Prescriptive and predictive maintenance 

By predicting and preventing equipment failures with early warnings, AI-based asset performance management tools can have a significant impact on reducing energy and emissions. For example, unplanned plant shutdowns often force flaring that can emit as much carbon in a single event as months of normal operations. A proactive and prescriptive approach to asset maintenance with AI-based tools, helps avoid these types of failures, and often yields operational efficiencies in other ways too, such as optimizing spare part inventory, reducing waste, and eliminating time spent on unnecessary, schedule-based maintenance.  

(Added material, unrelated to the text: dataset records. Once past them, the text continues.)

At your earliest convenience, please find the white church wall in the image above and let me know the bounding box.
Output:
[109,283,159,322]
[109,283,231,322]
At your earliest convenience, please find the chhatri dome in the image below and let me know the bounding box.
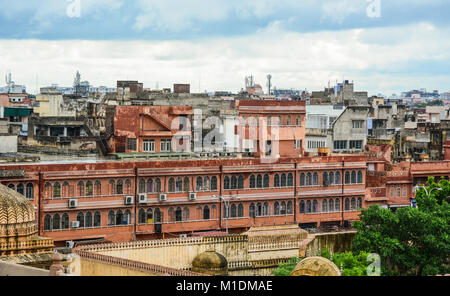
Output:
[0,184,53,257]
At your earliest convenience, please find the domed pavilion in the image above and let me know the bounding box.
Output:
[0,184,54,259]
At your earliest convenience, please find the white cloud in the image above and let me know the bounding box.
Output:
[0,24,450,94]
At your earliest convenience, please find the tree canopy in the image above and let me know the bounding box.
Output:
[352,178,450,275]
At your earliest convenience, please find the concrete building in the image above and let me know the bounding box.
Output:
[305,105,345,153]
[328,106,369,153]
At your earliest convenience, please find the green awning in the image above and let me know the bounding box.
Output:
[3,107,32,117]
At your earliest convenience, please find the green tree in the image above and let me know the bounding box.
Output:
[352,178,450,275]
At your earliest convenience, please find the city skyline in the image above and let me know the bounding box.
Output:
[0,0,450,96]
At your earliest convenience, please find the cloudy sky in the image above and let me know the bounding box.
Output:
[0,0,450,95]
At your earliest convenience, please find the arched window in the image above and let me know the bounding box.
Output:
[53,182,61,197]
[256,174,262,188]
[167,178,175,192]
[273,201,280,215]
[306,200,311,213]
[138,209,147,224]
[108,211,116,225]
[44,214,52,230]
[328,172,334,185]
[230,204,236,218]
[273,174,280,187]
[77,181,85,196]
[288,173,294,187]
[203,205,210,220]
[61,181,70,197]
[155,208,162,223]
[250,175,256,188]
[287,201,292,215]
[322,172,330,186]
[94,180,102,196]
[231,175,237,189]
[61,213,69,229]
[334,172,341,184]
[175,207,183,222]
[306,173,312,186]
[109,180,116,195]
[223,176,230,189]
[53,214,61,229]
[263,201,269,216]
[211,176,217,190]
[345,172,350,184]
[195,177,203,191]
[167,207,175,222]
[139,179,145,193]
[203,176,210,191]
[149,208,156,223]
[183,177,191,192]
[358,171,362,184]
[281,174,286,187]
[86,212,92,227]
[322,199,328,213]
[17,183,25,195]
[299,200,305,214]
[86,181,94,196]
[183,207,189,221]
[94,211,102,227]
[238,204,244,217]
[280,201,286,215]
[264,174,270,188]
[147,178,155,192]
[77,212,84,227]
[26,183,34,199]
[256,202,262,217]
[125,179,132,194]
[123,210,131,225]
[334,198,341,212]
[175,177,183,192]
[155,178,161,192]
[238,175,244,189]
[116,210,124,225]
[248,203,256,218]
[116,179,123,194]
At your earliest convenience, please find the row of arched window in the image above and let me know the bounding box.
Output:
[138,205,216,224]
[299,197,362,214]
[44,179,133,198]
[223,173,294,189]
[300,171,363,186]
[8,183,34,199]
[44,211,102,231]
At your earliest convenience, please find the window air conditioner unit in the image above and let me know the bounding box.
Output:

Midstream operator OCP Ecuador cut its maintenance costs by 25 percent by employing machine learning capabilities that predict equipment failure and prescribe operational solutions. By analyzing engine and pump performance, the company’s operations teams predicted degradation in advance which enabled them to conduct earlier intervention and resolution. This work also helped the maintenance team improve equipment uptime by 20 percent, while allowing them to significantly improve their spare part management and further reduce their operational costs.   

The path forward  

Even as macro-environments evolve and countries’ net zero priorities change, industrial companies undoubtedly have a critical role to play in helping us improve energy efficiencies that directly impact global warming. They can make steady gains toward their decarbonization goals by building greater efficiencies into their existing operations, which have proven to not only have a positive impact on the environment but also cost savings and business performance.  

1This is a work derived by Paige Morse from IEA material and Paige Morse is solely liable and responsible for this derived work. The derived work is not endorsed by the IEA in any manner.